After its 2006 inspection, the bridge earned a condition rating of 3 or in "serious condition." The wooden piles are severely decayed and settling can be seen along the deck sections. The bridge is potentially unsafe for fire trucks, logging trucks and other large truck traffic. Because this bridge represents the only fire or commercial access to parts of the forest, it is a high priority for replacement.

The team considered a five-span or a four-span 160-foot long bridge. The five-span design would have precast 34-foot-long concrete T-beams and could carry a standard semi-trailer truck weighing 36 tons. New caps would be cast on concrete piles and a precast concrete panel wall would be installed behind the abutment piles to retain the soil. Total cost was estimated at about $272,000. The four-span option would have precast 40-foot long T-beams. It was estimated to cost about $268,000.

The difference in the designs is that the five-span option avoided the low-flow center channel while the four-span alternative placed a supporting pile bent within the low-flow channel.

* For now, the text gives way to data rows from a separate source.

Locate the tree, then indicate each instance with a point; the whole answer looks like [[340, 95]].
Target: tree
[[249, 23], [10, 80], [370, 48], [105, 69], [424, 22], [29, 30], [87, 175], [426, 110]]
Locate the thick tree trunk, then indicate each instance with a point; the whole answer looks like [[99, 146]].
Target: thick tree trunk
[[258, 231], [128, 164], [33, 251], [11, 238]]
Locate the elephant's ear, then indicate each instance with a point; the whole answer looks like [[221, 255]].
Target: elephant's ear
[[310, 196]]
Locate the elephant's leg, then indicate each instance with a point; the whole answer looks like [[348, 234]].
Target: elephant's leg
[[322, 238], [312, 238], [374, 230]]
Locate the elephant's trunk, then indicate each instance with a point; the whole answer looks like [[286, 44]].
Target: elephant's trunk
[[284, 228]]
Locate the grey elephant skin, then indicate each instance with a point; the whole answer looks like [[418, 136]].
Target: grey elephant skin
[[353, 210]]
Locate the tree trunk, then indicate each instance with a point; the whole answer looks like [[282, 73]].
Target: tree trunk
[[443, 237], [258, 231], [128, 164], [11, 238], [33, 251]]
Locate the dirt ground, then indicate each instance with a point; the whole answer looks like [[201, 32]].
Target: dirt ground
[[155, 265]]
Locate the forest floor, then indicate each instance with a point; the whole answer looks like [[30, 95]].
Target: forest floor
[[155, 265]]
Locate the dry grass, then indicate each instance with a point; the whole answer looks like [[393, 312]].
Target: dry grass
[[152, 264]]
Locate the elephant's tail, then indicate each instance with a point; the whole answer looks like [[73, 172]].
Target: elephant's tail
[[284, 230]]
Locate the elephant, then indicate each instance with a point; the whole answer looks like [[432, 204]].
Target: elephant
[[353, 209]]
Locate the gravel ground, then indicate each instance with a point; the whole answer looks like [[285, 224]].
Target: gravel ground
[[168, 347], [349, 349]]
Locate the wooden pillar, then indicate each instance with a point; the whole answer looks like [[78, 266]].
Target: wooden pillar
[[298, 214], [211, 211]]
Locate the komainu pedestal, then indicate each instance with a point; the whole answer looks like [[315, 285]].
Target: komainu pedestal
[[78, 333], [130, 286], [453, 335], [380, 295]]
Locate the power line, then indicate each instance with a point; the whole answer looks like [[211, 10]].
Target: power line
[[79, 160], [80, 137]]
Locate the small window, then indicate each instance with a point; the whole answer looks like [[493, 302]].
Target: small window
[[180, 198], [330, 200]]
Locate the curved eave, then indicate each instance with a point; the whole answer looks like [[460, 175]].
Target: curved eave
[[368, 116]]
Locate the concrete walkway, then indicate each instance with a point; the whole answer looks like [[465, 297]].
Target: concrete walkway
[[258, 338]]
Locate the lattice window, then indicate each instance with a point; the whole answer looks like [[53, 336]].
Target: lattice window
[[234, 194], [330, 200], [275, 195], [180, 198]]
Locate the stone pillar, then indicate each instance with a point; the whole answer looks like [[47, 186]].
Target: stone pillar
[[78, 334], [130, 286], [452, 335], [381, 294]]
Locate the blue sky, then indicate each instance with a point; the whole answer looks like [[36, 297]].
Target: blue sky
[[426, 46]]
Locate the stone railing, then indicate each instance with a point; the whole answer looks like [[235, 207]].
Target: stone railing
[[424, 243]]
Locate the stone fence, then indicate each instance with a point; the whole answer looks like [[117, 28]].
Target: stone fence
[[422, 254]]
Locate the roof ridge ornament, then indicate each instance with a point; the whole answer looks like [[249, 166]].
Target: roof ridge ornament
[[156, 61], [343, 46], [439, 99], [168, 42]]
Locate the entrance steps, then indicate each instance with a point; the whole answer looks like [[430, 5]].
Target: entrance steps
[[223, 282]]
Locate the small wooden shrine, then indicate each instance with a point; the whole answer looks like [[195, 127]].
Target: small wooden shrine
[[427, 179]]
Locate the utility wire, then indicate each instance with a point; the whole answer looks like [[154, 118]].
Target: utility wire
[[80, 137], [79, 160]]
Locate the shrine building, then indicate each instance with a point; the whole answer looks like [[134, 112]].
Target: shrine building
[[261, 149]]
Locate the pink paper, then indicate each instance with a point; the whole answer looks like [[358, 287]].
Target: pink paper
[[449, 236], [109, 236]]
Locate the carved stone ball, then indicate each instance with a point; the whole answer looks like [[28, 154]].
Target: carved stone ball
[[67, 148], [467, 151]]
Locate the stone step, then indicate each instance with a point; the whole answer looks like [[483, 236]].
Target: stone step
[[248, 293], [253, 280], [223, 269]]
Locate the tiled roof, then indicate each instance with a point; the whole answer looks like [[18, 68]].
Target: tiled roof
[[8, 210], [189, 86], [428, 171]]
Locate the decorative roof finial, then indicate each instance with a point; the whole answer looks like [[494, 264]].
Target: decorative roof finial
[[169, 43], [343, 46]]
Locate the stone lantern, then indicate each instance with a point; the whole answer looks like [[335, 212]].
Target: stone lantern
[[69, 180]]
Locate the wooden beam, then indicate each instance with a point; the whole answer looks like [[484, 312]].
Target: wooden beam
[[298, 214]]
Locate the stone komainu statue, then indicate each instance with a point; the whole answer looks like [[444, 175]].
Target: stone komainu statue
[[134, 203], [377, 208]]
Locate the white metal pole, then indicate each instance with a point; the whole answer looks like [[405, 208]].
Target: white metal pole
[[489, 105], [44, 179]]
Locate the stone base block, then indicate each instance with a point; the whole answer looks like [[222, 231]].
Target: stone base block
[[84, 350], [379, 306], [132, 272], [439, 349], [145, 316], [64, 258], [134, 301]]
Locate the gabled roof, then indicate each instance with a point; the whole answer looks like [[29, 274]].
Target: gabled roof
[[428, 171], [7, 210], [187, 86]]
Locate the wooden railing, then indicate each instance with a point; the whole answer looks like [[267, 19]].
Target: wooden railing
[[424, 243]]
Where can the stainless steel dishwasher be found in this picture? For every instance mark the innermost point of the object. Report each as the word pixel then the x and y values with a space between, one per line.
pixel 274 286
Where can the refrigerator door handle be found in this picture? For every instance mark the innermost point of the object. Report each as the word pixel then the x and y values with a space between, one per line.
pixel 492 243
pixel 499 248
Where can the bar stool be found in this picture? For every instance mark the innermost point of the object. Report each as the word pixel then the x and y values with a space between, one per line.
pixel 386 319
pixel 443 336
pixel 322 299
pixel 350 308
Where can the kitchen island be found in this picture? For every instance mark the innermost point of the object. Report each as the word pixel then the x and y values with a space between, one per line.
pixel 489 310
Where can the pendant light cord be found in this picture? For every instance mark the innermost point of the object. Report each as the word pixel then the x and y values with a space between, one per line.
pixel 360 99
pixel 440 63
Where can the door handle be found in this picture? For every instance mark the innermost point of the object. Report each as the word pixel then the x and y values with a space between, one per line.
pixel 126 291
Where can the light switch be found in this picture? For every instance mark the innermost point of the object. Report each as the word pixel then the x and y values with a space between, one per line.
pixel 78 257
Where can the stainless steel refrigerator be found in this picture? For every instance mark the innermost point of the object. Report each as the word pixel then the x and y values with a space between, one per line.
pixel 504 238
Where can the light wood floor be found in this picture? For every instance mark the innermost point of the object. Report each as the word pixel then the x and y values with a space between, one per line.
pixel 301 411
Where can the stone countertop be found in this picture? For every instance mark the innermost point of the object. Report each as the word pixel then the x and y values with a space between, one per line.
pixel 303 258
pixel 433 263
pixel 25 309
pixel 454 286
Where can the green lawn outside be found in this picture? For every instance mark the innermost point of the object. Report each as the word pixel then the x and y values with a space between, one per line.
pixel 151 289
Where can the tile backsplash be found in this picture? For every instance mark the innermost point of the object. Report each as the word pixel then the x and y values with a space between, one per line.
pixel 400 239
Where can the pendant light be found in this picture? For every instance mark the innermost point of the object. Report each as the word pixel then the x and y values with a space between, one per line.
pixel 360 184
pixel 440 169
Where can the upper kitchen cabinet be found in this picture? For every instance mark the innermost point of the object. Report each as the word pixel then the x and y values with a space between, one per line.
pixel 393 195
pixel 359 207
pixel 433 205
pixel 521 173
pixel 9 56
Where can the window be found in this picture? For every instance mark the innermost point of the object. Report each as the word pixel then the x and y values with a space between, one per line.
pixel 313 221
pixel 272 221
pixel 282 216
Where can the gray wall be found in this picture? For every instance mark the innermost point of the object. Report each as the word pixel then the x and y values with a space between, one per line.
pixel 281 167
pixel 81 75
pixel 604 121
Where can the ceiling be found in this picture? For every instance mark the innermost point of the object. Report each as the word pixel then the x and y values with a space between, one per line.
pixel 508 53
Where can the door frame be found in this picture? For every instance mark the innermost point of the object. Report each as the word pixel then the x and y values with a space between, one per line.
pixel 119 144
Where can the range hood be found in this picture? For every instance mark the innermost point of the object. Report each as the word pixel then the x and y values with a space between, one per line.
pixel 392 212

Because this site exhibits very low gradients and produces very slow flow rates, the USFS chose the four-span design.

Wolf Creek Bridge, Tenn.
The three-span steel and wood deck structure in the Ocoee/Hiwassee Ranger District of the Cherokee National Forest in Polk County, Tenn., has a 79-foot centerline distance across the bridge. The approach roads on both sides of the bridge are essentially “S” curves that inhibit line-of-sight and can be a challenge for the log trucks that frequently use the roadway. The Forest Service initially wanted to replace the bridge to straighten the road and provide a clear, single span crossing over the creek. The bridge already allowed free flow during design storm events.

Upon evaluating various alternatives, the design team discovered that the existing supporting substructure was sound. MACTEC engineers analyzed bridge foundation and deck slab plans and details and tested the foundation and steel structures, concluding that concrete replacement of the wood deck would meet USFS' needs.

Because the structure did not jeopardize human safety or affect fish passage, the agency selected the deck replacement.

The guiding principal in these locations was ensuring human safety and protecting aquatic life. All of the projects include erosion and runoff control measures, protection of sensitive waterways and threatened species, and improvements for commercial and emergency transportation.

About the Author

Roy Moore is senior principal engineer for MACTEC and is based in the firm's Atlanta office.